Court Asks How it Can Ban Illegal Pokemon Go Downloads

Pokémon Go is not available to buy in India so the game is being heavily pirated by fans. With legal moves underway to try and bring this behavior to a halt, the Gujarat High Court is now seeking advice on how to stop downloads to protect the public interest.

Last summer saw the launch of the latest Nintendo craze, with the augmented reality Pokémon Go game taking the world by storm.

While most countries don’t have a problem with Nintendo’s popular offering, others have reacted negatively after players turned up in culturally sensitive areas.

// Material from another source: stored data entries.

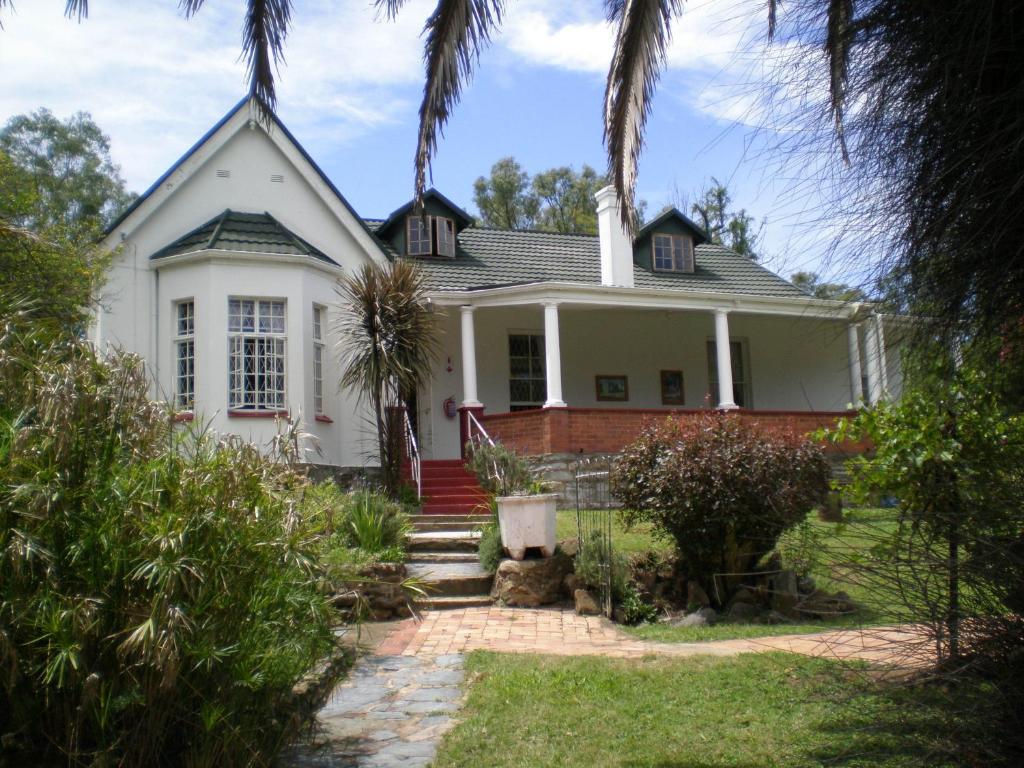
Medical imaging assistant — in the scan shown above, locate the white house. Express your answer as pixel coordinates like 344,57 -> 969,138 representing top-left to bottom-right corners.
95,98 -> 902,492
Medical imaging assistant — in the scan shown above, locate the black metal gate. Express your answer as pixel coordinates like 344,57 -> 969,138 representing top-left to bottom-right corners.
575,458 -> 615,618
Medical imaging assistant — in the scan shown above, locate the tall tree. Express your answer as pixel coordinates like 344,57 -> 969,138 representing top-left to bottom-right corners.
690,178 -> 763,260
789,271 -> 865,302
531,164 -> 607,234
0,109 -> 134,238
472,157 -> 539,230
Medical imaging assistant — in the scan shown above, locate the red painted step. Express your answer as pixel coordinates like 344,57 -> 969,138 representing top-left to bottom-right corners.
418,459 -> 490,515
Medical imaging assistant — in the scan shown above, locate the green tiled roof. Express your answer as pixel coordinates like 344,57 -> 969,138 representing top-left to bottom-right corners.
364,222 -> 806,298
152,210 -> 337,265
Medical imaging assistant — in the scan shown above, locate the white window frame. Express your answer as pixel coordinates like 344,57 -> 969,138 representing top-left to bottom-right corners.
228,298 -> 287,412
407,215 -> 432,256
174,299 -> 195,411
706,338 -> 751,408
312,304 -> 325,417
653,233 -> 694,273
508,331 -> 546,411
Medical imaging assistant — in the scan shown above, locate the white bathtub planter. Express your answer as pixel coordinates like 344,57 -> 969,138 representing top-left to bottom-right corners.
496,493 -> 559,560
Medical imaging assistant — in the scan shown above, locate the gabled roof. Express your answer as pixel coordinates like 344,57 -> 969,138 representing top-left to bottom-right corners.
375,188 -> 474,237
364,222 -> 806,298
104,97 -> 386,261
152,210 -> 337,265
635,207 -> 710,244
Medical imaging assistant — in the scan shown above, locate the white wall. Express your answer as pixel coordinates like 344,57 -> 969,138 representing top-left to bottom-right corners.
96,113 -> 381,468
423,305 -> 869,460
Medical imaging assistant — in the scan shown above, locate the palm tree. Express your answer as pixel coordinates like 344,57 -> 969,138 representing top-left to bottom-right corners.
51,0 -> 854,235
335,259 -> 439,497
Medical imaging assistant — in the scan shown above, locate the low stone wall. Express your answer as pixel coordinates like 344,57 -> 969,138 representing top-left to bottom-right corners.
526,452 -> 616,510
301,464 -> 383,489
331,562 -> 411,621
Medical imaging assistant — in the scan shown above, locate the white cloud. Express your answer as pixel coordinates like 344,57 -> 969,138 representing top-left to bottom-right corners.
0,0 -> 434,191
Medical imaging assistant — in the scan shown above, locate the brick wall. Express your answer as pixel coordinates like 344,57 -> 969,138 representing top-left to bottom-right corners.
480,407 -> 867,456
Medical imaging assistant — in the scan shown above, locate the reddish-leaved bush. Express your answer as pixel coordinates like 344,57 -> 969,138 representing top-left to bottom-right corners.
611,414 -> 829,589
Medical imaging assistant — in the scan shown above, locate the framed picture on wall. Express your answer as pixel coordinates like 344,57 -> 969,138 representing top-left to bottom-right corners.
660,370 -> 685,405
595,374 -> 629,402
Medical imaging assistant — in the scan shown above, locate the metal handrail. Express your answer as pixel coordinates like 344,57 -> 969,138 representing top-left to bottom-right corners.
402,408 -> 421,499
466,410 -> 495,448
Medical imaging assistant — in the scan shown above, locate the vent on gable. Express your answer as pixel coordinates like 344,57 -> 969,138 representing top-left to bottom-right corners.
270,174 -> 284,183
216,169 -> 231,178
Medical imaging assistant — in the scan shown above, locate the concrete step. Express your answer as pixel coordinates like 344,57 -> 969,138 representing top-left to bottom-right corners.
408,550 -> 480,564
415,594 -> 494,610
409,514 -> 491,525
412,521 -> 490,533
409,531 -> 481,552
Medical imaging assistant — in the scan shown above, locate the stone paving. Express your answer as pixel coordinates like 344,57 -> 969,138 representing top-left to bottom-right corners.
284,653 -> 465,768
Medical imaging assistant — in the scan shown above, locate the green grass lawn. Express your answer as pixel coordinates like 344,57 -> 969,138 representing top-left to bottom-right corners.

Similar issues are now causing problems in India, despite the game not being available there. But of course, that hasn’t stopped determined pirates from getting copies.

Over the past several months, countless people in India have been downloading illicit copies of Pokémon Go from the Internet. In the West, this has already caused copyright issues, but India’s are somewhat unique.

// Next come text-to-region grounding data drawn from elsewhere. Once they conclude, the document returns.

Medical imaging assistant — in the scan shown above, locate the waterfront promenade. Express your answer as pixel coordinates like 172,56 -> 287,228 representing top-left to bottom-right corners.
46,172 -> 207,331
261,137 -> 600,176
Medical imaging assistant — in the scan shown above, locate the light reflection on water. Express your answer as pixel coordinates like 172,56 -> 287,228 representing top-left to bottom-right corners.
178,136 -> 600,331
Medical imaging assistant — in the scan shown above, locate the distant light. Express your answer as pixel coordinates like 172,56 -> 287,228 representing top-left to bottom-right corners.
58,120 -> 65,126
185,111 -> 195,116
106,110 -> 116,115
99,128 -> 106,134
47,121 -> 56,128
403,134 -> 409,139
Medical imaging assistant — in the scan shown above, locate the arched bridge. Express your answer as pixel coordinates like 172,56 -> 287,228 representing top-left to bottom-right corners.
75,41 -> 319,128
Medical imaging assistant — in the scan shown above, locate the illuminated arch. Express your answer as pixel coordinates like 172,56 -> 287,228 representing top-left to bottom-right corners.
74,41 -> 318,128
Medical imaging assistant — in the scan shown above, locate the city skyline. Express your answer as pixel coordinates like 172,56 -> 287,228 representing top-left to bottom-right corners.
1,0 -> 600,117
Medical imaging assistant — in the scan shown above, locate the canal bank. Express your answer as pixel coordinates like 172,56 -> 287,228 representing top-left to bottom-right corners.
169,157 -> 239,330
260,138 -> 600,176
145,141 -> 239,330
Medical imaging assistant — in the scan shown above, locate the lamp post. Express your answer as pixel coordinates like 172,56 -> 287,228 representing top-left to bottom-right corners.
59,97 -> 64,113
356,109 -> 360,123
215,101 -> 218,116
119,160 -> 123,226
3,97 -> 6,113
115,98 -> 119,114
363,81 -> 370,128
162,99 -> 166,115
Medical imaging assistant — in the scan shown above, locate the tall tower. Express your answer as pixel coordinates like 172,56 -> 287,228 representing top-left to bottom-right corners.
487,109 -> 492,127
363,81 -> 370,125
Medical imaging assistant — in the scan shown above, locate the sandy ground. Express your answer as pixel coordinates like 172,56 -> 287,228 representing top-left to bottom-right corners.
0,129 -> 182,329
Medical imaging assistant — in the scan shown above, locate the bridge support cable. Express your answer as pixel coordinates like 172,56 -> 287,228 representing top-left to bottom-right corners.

Public-Interest Litigation (PIL) is quite literally litigation for the protection of the public interest. One such PIL was filed last month in the Gujarat High Court against the developers of Pokémon Go. The petitioner claimed that the game hurt the religious feelings of citizens after it placed eggs in places of worship.

“To find eggs in temples of Hindus and Jains is blasphemous, and therefore my client has sought a ban on the game from the country,” petitioner Alay Anil Dave’s lawyer told the Court.

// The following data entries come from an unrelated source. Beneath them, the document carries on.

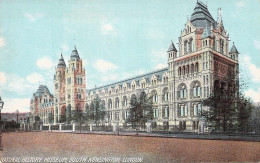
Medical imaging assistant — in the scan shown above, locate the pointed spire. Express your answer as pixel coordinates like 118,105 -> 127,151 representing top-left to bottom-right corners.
217,8 -> 223,25
57,50 -> 66,67
230,42 -> 239,54
167,41 -> 177,52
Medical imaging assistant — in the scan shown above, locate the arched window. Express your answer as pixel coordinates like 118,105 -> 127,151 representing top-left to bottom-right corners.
123,96 -> 127,106
151,90 -> 158,103
184,40 -> 188,54
178,84 -> 187,99
108,99 -> 112,109
195,62 -> 199,72
162,88 -> 169,102
178,67 -> 182,76
191,81 -> 201,98
115,97 -> 120,108
188,38 -> 193,53
131,94 -> 136,100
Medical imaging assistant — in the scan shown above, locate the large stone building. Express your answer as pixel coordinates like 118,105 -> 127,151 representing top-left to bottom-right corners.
53,46 -> 86,124
30,1 -> 239,132
30,85 -> 54,124
86,1 -> 239,132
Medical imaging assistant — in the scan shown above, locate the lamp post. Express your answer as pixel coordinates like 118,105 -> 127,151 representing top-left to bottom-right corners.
0,96 -> 4,150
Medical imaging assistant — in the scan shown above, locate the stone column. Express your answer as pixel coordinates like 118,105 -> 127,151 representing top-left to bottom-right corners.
90,123 -> 93,132
73,123 -> 76,132
59,124 -> 64,131
49,124 -> 51,131
40,124 -> 43,131
146,122 -> 151,133
112,123 -> 117,132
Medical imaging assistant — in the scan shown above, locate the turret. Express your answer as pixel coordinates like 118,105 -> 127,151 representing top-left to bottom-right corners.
229,42 -> 239,61
167,42 -> 178,59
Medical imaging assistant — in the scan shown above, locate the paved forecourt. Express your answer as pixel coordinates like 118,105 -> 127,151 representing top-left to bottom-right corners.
1,132 -> 260,162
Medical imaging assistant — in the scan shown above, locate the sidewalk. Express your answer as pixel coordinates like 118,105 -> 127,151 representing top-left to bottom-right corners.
43,130 -> 260,142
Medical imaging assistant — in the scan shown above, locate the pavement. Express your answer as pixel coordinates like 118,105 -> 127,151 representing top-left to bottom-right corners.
41,129 -> 260,142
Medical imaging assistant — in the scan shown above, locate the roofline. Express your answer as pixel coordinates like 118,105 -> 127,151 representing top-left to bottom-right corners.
87,68 -> 168,92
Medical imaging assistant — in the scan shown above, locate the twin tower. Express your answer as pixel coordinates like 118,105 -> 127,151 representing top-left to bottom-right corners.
53,46 -> 86,124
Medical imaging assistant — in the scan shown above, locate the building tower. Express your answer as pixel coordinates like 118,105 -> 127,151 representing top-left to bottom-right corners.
65,46 -> 86,115
54,53 -> 66,124
168,1 -> 239,132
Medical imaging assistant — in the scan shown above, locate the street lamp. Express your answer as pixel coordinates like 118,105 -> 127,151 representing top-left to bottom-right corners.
16,110 -> 19,124
0,96 -> 4,151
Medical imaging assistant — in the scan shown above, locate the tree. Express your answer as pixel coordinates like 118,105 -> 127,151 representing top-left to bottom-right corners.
85,95 -> 106,125
236,95 -> 254,133
71,109 -> 87,133
58,114 -> 66,123
201,71 -> 254,133
126,91 -> 153,131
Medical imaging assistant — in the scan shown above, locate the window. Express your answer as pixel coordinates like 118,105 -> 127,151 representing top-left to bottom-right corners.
153,108 -> 159,118
67,77 -> 71,85
181,105 -> 184,116
162,88 -> 169,102
185,105 -> 188,116
192,82 -> 201,98
123,97 -> 127,106
125,111 -> 129,119
178,84 -> 187,99
108,99 -> 112,109
115,98 -> 120,108
163,107 -> 169,118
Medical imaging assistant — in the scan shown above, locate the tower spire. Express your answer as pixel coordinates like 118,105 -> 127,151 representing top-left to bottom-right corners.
217,8 -> 223,25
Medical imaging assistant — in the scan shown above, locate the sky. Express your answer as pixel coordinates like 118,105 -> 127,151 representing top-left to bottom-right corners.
0,0 -> 260,113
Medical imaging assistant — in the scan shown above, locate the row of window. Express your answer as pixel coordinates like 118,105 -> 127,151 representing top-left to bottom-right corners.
178,103 -> 202,117
178,62 -> 199,76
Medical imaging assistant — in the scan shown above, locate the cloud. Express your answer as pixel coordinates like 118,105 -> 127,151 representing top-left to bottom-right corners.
245,88 -> 260,102
254,40 -> 260,50
0,37 -> 6,47
37,56 -> 55,70
236,0 -> 246,8
155,63 -> 167,70
25,13 -> 43,22
0,71 -> 6,85
26,72 -> 44,84
0,72 -> 41,96
93,59 -> 118,73
2,98 -> 31,113
101,23 -> 116,35
241,56 -> 260,83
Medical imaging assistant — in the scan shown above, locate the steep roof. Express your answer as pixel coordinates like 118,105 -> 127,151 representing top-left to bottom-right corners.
57,53 -> 66,68
230,42 -> 239,54
34,85 -> 51,97
167,42 -> 178,52
70,46 -> 80,60
190,1 -> 216,28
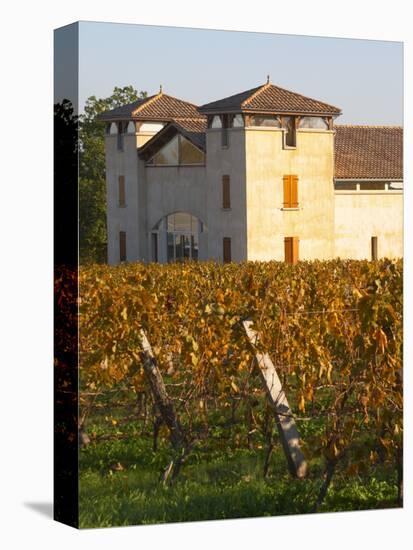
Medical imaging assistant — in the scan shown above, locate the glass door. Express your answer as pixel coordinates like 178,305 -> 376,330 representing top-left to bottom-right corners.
166,213 -> 200,262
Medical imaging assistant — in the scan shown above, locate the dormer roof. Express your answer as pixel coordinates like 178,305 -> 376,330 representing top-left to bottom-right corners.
138,118 -> 207,160
199,82 -> 342,116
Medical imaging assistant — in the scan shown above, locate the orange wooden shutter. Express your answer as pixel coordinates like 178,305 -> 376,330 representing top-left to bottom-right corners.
223,237 -> 231,263
119,231 -> 126,262
292,236 -> 299,264
284,237 -> 299,264
371,236 -> 378,260
222,175 -> 230,209
284,237 -> 292,263
283,175 -> 291,208
291,175 -> 298,208
118,176 -> 125,206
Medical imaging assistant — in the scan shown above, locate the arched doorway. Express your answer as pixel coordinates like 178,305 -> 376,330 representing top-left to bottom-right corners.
151,212 -> 204,263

A second PIL filed with the Court by Sanjay Chaudhari claims that the game endangers public safety.

San Francisco-based developer Niantic Inc. and central and state governments are respondents in the somewhat unusual cases and all were issued with notices by the Court last week. Of course, the PILs aren’t copyright-related but the same problems persist – how can Indians be stopped from pirating and then playing the game?

That’s the question now being asked by the Gujarat High Court, which has filed a request with the state government asking for ideas on what steps can be taken to stop the game from being downloaded from the Internet.

“The division bench of Chief Justice R Subhash Reddy and Justice V M Pancholi asked the government how the downloading of the game could be stopped, after it was told that legally the game was still not available in India, yet people were downloading its pirated copy,” the report notes.

Only time will tell what solutions the state government will come up with. However, India has developed quite a reputation for broad-brush actions to stop citizens downloading illicit content from the Internet.

So-called ‘John Doe’ orders have regularly restricted access to sites including The Pirate Bay, ExtraTorrent and hundreds of other domains, so a similar response could be under consideration.

That being said, trying to stop downloads of an app that typically weighs in at just 60MB will be an entirely different matter.

There are many thousands of sites that can and do host the game, including entirely legitimate affairs such as Dropbox. Stopping the distribution of Pokémon Go in India won’t be just difficult, it will be entirely unachievable by any anti-piracy technique, or any number of techniques working in tandem.

Perhaps the only way of making a dent in this problem will be getting the developer on board to restrict where Pokémon appear. That would certainly make more sense than going down the blocking route and all the collateral damage that would cause.